December 14, 2016
Tag(s): Study Execution , Study Start-Up
You are never going to get the result you want if you don’t ask. Ask for perspective. Ask for feedback. And then listen. Let them do the talking.
So what stops us from asking?
We have busy lives. We are bombarded by so many conflicting priorities that we forget to take a step back and think things through. Who should I be talking to before I move forward? What do I need to know? Who is impacted by my decisions?
In my nine years of putting together pharmaceutical conferences, it never ceased to amaze me how siloed the industry was (and still is). Not only within actual companies but across businesses that work together to achieve a common goal of getting drugs to patients.

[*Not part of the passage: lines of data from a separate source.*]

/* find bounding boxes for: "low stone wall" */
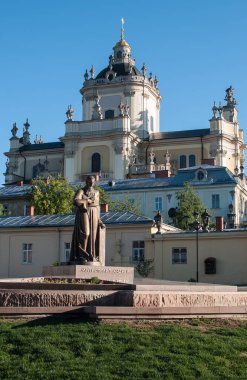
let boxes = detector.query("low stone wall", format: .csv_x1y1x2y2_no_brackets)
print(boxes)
0,289,133,307
133,291,247,308
0,279,247,318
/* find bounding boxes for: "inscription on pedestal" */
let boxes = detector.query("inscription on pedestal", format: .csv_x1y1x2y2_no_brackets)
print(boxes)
42,265,134,284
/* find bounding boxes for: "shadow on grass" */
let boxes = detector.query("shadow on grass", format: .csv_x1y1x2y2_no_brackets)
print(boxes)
11,308,101,329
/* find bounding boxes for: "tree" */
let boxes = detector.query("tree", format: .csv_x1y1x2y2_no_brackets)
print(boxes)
135,259,154,277
96,187,142,214
95,186,112,206
29,175,75,215
110,194,141,214
172,182,205,230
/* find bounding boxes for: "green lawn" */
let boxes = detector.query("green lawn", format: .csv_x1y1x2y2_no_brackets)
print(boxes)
0,318,246,380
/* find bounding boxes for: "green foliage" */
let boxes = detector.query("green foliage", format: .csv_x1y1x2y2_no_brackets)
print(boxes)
135,259,154,277
96,186,142,214
110,195,141,214
52,261,60,266
0,319,246,379
173,182,205,230
90,276,101,284
0,204,11,217
30,175,75,215
94,186,112,206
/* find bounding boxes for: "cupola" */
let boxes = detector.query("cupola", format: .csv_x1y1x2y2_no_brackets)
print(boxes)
112,18,134,65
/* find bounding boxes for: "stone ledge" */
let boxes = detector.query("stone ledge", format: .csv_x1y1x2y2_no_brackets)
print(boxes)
1,306,247,319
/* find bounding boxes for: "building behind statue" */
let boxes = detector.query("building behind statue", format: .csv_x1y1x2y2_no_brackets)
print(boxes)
2,24,247,226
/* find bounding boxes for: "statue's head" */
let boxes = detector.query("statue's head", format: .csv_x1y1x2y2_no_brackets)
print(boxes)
86,175,95,187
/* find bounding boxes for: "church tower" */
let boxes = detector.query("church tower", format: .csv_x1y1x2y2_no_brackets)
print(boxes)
80,19,161,138
63,20,161,182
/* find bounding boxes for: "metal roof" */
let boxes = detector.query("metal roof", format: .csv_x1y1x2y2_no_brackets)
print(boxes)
99,178,172,191
150,128,210,140
0,165,237,201
96,63,142,79
98,166,236,191
19,142,64,152
0,211,153,229
0,184,32,198
170,165,237,187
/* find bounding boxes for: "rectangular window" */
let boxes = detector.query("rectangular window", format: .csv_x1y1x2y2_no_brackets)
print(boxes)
212,194,220,209
3,204,8,216
172,248,187,264
154,197,163,211
22,243,32,264
64,242,71,262
132,241,145,262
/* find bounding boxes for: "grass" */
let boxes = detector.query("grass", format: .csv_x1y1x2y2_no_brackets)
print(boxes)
0,318,246,380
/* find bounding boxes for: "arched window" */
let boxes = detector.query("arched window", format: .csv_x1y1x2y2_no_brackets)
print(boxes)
105,109,114,119
117,51,122,59
91,153,101,173
189,154,196,167
180,155,187,169
204,257,216,274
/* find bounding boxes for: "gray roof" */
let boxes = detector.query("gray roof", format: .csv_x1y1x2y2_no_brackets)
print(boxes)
150,128,210,140
99,166,236,191
0,184,32,198
19,142,64,152
170,165,237,187
0,211,153,229
0,165,236,201
99,178,172,191
96,63,142,79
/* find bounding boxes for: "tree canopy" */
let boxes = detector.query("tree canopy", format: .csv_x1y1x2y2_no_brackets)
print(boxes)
172,182,205,230
30,175,75,215
110,195,141,215
29,177,142,216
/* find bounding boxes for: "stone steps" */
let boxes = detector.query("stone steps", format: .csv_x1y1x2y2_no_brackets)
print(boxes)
1,305,247,320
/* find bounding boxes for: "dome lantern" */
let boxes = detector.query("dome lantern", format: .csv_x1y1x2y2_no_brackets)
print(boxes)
113,18,133,65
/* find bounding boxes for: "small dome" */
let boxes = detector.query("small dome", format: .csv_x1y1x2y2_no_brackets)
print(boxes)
114,39,130,48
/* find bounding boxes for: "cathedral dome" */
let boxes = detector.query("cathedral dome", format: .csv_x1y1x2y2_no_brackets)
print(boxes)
96,63,142,79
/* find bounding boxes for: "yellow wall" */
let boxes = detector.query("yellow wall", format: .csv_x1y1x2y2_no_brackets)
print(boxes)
146,231,247,285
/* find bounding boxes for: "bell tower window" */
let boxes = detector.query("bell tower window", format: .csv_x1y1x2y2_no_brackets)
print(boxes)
105,110,114,119
117,51,122,59
91,153,101,173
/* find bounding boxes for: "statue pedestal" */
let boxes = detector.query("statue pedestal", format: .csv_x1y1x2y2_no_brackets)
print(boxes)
42,265,134,284
85,260,101,266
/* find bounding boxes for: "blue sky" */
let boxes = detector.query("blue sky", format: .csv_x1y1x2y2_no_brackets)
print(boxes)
1,0,247,185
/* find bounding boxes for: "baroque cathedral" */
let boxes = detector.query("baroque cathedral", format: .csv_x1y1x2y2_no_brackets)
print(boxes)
4,22,246,185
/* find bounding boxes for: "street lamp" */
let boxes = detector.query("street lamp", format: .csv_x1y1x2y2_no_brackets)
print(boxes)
192,209,211,282
193,211,201,283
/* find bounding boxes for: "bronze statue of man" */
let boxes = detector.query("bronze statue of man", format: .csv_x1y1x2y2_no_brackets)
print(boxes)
70,175,103,263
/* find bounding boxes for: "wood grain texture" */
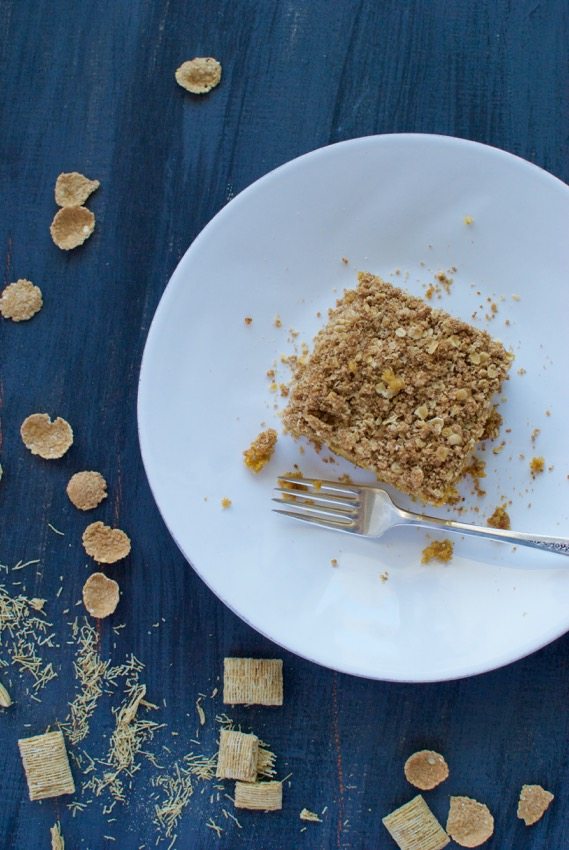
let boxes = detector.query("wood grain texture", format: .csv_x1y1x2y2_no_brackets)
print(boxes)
1,1,568,848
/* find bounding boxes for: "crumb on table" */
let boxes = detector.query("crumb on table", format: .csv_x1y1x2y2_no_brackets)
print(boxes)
487,504,511,530
221,497,232,509
530,456,545,478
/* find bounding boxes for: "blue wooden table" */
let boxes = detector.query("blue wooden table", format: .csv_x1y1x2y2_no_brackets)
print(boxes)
1,2,568,848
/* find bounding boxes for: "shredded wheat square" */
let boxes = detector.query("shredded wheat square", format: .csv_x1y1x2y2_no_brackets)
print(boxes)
216,729,259,781
223,658,283,706
283,272,513,505
382,795,450,850
18,731,75,800
234,780,282,811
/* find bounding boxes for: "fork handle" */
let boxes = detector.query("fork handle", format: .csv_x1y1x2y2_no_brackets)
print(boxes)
398,512,569,557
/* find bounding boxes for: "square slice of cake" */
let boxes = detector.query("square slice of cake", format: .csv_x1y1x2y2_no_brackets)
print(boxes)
282,272,513,505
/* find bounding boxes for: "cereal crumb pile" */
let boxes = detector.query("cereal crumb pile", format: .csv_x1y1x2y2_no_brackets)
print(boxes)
421,539,454,565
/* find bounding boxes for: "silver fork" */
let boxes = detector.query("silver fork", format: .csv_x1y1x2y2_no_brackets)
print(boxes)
273,476,569,557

Without a doubt, every pharma, CRO and vendor I talked to were working on initiatives to get the sites to adopt their clinical systems, their processes. But on the flip side, many of the sites I spoke with felt they didn’t have a voice. What was the disconnect?

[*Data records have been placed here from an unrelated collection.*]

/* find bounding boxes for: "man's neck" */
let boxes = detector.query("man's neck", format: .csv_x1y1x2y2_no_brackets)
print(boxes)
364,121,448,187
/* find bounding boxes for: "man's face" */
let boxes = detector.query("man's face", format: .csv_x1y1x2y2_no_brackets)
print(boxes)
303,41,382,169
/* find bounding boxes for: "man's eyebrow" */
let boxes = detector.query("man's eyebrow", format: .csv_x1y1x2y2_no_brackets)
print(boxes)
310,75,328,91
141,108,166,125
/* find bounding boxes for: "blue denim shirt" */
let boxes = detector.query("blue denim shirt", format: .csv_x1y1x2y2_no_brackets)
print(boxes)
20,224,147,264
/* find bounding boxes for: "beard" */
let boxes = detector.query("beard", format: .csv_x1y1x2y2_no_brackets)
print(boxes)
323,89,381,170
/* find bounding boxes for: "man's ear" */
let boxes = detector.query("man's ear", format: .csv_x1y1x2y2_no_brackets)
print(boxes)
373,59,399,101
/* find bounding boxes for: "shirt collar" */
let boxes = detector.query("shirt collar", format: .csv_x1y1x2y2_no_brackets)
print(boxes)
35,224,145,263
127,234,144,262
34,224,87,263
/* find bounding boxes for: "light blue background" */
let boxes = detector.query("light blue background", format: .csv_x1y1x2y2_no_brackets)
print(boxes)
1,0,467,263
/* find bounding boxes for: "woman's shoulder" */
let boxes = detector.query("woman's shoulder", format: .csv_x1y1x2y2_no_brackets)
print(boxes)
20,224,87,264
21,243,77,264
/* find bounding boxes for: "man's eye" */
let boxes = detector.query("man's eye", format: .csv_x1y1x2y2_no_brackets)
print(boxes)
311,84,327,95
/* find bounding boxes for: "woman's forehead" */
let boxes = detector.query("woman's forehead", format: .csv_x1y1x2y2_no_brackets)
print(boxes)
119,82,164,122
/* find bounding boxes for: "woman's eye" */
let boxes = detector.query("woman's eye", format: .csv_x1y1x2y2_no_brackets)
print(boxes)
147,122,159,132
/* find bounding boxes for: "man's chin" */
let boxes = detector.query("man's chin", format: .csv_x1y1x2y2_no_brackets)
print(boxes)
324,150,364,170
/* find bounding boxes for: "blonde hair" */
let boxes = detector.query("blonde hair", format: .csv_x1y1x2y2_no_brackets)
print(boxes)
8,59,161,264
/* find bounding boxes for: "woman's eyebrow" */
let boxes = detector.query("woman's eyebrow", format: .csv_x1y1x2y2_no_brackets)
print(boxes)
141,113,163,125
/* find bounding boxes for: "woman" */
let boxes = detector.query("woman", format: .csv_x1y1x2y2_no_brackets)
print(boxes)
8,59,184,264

You are missing out on valuable insight without site feedback. When I joined 4G Clinical, I was excited to ask sites what they thought of our system. What was the result? Below is a quote from Roger DeRaad, Director of Research at Black Hills Cardiovascular Research in Rapid City, South Dakota and his staff. I am happy that 4G had the opportunity to incorporate their feedback into our system. After all, they are the ultimate end-users. Here’s to happy sites and successful trials.
“We were introduced to Prancer, 4G Clinical's Randomization and Trial Supply Management (RTSM) system, at a recent conference. After a discussion about the relative pros and cons of different RTSM systems and their impacts at the site level, 4G leadership asked if our site would be willing to demo and evaluate their system from the end-user perspective.

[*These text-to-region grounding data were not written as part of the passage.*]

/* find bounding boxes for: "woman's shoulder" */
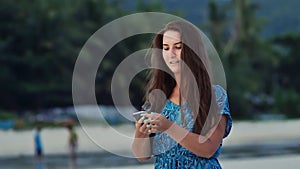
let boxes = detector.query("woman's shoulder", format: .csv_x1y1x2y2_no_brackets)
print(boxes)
213,85,227,101
213,84,226,92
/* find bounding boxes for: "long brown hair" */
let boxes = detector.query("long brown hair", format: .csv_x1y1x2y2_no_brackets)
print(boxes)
145,20,218,135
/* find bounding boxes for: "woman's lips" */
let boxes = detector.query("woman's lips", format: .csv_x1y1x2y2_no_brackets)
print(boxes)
170,60,180,64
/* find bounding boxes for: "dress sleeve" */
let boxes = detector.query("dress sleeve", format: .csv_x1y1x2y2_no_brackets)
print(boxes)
214,85,232,138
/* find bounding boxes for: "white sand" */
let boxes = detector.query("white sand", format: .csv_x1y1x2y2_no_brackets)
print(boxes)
223,119,300,146
1,119,300,169
0,124,137,157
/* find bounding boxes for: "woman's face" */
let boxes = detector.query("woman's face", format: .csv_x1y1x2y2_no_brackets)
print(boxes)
162,30,182,75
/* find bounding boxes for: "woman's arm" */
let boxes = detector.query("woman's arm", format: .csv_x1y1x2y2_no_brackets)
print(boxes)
131,117,152,162
147,113,227,158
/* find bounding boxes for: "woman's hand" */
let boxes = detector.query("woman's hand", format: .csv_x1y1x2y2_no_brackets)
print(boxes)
134,112,151,138
145,112,173,133
132,112,152,161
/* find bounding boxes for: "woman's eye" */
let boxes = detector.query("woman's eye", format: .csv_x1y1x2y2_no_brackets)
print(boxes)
175,46,182,49
163,47,169,51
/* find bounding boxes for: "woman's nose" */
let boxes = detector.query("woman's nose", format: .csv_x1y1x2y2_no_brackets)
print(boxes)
170,48,176,57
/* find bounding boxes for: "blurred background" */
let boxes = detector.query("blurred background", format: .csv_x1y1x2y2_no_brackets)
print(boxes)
0,0,299,169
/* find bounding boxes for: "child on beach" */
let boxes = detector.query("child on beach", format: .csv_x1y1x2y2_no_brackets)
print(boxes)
67,125,78,160
34,126,43,159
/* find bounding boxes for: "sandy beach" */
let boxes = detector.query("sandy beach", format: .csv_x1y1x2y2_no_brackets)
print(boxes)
1,119,300,168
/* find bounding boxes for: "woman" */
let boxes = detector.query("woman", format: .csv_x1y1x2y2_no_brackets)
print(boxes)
132,20,232,168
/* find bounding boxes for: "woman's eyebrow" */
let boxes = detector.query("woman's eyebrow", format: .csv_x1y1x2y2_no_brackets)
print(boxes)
163,41,182,46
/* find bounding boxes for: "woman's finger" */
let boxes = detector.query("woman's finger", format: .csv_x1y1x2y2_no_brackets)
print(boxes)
144,112,159,119
149,128,158,133
138,116,145,123
143,113,152,119
150,124,159,130
135,116,144,128
138,122,147,132
149,119,159,125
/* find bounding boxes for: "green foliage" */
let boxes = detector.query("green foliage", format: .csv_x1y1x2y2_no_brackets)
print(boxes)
272,88,300,118
272,33,300,91
0,110,17,120
207,0,300,119
135,0,163,12
0,0,299,120
0,0,126,110
270,33,300,118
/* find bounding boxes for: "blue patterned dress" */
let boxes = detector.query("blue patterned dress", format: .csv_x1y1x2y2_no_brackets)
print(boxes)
152,85,232,169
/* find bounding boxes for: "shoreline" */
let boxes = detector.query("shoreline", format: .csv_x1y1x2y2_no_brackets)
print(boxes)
1,119,300,169
1,119,300,158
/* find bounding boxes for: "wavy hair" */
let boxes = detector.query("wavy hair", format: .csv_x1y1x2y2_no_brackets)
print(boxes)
144,20,218,135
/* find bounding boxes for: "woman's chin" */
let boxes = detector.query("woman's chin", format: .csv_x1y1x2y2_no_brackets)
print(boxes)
170,69,180,75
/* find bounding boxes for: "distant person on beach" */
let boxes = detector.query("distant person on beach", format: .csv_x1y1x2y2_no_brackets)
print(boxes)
67,125,78,160
132,20,232,168
34,126,43,159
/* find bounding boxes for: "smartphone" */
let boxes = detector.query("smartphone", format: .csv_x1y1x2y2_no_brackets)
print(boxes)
133,111,146,122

For reference, our site has a staff of 24 and we have 42 active trials (24 are enrolling and 19 in follow-up). In association with these 42 active trials, we use 15 RTSM, 17 e-CRF and 14 lab inventory management systems. Prior to 4G, we have never been asked for our input into the design and usability of a system.
After using Prancer, my staff unanimously felt that the system combined all of their favorite features of the RTSM systems we currently use. In addition, they were pleased with the amount of peripheral information available to the users which contributed to the intuitiveness of the interface.
To our surprise, when we suggested a few changes to the system which would align with our workflow, the staff at 4G quickly responded by incorporating them. We are looking forward to the opportunity to utilize this platform in upcoming studies.”